Boston is rife with history. The cradle of the American Revolution evokes John Adams and Paul Revere—and it's home to Kennedys, Kerrys, and Fenway Park. The double whammy of politics and sports helped drive a solid 13% first-quarter revenue gain for Boston's TV stations.

Mike Carson, general manager at WHDH, credits the Super Bowl-winning New England Patriots and the New Hampshire primary with "generating an awful lot of money." Plus, the No. 6 TV market hosts the Democratic National Convention this summer.

Still, Boston was hit harder than most cities by the recession, due to its concentration of high-tech and financial-services industries. The TV ad market has not yet returned to the pre-recession glory days. BIA estimates that local stations took in $611 million last year, well below the 2000 high of $647 million

And they are fighting for every ad dollar.

Boston is a super-competitive market. Less than one share point separated the top three stations in the February ratings, sign-on to sign-off. WCVB, Hearst-Argyle's ABC affiliate, won most of the news time slots, finishing first in early morning, noon, and early evening. Sunbeam's WHDH won at 11 p.m., ahead of Viacom O&O WBZ. WCVB was third. At 10 p.m., Fox-owned WFXT topped WLVI (The WB) and Viacom's UPN station, WSBK.
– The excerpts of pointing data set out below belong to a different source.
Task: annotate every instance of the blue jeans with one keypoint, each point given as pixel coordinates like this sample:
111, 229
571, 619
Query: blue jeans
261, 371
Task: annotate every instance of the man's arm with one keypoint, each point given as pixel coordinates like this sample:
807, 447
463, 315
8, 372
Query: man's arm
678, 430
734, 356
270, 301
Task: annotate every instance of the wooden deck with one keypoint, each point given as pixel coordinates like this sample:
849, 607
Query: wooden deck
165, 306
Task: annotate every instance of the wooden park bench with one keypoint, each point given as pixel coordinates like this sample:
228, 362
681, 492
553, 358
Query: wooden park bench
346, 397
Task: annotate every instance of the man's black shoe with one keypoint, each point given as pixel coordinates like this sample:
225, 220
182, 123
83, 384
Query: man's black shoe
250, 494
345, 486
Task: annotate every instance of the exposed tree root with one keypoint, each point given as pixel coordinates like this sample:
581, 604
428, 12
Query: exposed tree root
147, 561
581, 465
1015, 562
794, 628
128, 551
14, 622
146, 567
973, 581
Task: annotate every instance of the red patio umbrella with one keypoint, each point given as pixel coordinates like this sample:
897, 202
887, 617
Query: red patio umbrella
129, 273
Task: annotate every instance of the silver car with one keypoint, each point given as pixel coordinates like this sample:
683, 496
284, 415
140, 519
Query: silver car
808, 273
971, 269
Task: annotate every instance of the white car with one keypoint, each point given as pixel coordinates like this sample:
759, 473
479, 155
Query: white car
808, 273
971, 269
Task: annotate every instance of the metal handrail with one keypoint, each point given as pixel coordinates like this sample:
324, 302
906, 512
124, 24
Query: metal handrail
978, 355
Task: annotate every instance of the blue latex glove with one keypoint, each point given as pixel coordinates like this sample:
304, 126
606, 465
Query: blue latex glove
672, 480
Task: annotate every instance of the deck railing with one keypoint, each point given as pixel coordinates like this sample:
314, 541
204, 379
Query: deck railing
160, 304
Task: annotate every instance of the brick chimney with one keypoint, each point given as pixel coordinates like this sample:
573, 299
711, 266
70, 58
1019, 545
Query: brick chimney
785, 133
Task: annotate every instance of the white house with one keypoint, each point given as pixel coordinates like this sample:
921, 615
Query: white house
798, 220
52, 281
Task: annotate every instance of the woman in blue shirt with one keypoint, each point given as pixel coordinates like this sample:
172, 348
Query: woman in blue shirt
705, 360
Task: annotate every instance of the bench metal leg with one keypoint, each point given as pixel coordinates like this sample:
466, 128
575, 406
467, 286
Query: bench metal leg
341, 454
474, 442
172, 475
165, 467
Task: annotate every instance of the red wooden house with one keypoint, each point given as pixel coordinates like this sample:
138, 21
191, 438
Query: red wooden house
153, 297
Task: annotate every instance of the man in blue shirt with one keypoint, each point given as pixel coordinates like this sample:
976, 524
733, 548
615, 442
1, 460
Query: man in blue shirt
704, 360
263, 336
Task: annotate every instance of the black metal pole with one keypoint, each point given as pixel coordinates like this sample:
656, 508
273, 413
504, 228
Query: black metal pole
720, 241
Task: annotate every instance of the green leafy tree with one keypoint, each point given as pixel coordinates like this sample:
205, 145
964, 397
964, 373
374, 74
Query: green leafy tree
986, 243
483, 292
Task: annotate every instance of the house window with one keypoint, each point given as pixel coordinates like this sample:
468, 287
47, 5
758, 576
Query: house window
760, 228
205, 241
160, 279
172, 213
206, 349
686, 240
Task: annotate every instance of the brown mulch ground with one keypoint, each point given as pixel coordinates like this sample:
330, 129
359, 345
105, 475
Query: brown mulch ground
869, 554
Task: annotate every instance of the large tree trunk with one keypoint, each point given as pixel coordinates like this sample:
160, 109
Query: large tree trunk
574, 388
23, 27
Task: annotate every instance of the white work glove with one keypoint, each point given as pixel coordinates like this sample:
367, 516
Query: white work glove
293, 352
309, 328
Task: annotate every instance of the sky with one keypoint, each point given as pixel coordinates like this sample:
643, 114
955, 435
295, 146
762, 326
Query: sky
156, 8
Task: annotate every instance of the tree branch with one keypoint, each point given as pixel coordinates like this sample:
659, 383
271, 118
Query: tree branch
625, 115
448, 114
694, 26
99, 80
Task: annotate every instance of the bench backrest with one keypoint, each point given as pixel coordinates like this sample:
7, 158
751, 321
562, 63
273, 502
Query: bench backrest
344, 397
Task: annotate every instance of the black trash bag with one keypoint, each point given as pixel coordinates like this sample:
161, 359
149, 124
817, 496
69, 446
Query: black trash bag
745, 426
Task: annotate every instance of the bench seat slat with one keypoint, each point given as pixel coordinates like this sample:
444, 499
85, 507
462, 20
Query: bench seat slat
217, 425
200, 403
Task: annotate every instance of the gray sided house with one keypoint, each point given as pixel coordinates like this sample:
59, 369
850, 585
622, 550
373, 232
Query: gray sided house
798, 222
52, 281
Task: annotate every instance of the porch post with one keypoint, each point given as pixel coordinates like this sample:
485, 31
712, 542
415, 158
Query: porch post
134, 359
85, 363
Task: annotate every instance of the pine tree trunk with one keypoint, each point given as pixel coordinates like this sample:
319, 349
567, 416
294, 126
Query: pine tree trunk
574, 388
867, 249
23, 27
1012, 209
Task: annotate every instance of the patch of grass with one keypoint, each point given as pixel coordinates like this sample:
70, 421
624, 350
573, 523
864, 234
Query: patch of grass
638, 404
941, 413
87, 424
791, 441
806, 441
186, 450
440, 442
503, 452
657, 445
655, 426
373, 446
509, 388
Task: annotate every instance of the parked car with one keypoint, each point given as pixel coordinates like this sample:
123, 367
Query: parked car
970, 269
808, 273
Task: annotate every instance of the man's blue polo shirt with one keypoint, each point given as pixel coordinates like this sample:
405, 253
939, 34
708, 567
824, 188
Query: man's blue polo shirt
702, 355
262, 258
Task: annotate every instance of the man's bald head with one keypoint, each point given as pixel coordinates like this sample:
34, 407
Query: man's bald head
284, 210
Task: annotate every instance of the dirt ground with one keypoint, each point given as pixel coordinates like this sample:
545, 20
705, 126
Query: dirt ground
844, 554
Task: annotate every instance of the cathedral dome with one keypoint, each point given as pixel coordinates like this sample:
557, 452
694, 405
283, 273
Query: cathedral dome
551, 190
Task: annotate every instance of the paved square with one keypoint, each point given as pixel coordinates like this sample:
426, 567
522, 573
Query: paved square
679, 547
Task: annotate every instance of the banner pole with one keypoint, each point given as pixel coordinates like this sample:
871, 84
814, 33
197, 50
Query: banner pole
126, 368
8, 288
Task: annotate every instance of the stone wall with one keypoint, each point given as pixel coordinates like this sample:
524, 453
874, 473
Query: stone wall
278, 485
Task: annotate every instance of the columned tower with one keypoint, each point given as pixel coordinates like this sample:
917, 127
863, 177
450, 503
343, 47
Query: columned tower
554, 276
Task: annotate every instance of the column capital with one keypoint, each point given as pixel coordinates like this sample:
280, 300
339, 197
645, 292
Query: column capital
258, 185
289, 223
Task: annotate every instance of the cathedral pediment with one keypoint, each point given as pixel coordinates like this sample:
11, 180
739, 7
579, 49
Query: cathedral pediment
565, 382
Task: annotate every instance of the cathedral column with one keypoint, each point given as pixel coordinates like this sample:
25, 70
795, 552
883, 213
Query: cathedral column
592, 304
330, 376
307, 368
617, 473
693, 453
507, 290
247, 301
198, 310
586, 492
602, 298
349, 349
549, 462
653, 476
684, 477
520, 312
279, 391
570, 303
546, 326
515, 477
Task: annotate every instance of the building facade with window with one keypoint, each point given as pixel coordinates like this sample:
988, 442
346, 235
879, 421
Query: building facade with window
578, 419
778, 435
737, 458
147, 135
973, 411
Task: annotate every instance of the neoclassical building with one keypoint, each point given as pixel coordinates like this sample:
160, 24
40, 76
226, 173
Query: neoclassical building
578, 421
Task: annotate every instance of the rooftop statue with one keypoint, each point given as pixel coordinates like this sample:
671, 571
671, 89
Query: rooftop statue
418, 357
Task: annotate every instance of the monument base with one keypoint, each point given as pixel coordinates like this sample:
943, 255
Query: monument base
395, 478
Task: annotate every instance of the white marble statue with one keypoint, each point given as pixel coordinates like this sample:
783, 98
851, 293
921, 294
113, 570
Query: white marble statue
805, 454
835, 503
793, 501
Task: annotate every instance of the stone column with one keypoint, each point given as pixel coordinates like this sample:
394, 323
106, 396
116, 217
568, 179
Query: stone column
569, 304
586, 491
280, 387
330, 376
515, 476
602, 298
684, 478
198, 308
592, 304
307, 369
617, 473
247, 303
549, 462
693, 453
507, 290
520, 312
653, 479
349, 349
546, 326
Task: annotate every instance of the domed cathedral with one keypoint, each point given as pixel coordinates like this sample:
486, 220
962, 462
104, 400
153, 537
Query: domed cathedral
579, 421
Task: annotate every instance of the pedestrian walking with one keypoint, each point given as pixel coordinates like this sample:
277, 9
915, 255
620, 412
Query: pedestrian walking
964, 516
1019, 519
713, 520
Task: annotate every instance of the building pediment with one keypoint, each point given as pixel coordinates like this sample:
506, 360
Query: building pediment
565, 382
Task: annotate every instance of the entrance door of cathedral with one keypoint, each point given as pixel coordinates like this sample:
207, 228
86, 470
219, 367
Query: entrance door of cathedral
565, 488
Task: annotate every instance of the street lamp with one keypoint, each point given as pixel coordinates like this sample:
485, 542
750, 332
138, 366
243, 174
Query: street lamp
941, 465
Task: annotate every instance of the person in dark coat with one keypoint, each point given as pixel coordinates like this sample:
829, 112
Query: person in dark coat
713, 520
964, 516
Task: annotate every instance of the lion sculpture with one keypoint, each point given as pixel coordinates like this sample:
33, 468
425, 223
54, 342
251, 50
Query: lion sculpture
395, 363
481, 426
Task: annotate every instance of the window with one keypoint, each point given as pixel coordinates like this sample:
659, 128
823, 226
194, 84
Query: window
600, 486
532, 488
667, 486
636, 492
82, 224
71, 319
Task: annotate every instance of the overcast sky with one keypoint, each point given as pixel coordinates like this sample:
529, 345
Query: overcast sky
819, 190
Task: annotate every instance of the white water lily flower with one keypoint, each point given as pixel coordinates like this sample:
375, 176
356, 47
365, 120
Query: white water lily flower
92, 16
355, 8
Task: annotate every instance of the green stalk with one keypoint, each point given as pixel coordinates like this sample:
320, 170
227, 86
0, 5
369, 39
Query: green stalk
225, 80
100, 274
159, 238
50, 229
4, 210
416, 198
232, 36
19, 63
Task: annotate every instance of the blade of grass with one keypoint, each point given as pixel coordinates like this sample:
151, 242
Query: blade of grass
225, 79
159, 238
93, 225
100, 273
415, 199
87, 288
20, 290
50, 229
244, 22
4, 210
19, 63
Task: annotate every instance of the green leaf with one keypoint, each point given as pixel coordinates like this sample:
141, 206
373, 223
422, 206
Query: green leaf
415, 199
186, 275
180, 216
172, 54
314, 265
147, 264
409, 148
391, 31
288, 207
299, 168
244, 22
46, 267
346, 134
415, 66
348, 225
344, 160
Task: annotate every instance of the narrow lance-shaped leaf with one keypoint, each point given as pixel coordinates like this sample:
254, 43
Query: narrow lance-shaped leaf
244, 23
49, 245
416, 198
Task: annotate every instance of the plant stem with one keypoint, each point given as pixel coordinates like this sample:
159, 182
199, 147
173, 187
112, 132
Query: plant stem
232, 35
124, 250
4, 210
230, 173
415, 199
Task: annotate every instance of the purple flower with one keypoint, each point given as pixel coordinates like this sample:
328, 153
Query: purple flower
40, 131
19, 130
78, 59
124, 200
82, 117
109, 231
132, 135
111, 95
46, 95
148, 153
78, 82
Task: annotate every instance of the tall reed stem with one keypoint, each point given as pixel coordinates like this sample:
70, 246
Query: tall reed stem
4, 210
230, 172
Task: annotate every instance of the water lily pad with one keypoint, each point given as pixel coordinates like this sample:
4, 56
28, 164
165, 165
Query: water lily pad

WBZ, an NBC affiliate until 1995, is re-branding itself as "CBS4," in an effort to capitalize on its network's prime time strength. "There has been constant [viewer] confusion since the affiliation switch," says General Manager Ed Goldman. "Branding your network is a smart thing."

As for cable, Comcast, the dominant operator, also runs the Boston interconnect. The MSO recently launched a local on-

demand service that features programming from WCVB, New England Cable News, and PBS station WGBH. Nearly 90% of the market's households are wired for cable, by far the highest level among major television markets.

The city's recent claim to fame? Nielsen debuted its local people meters there—but it has been a tough sell. Tribune's WLVI just signed a deal for the service, more than two years after LPMs first appeared. "The LPMs haven't helped us," says Carson. "All the cable channels are reported higher now."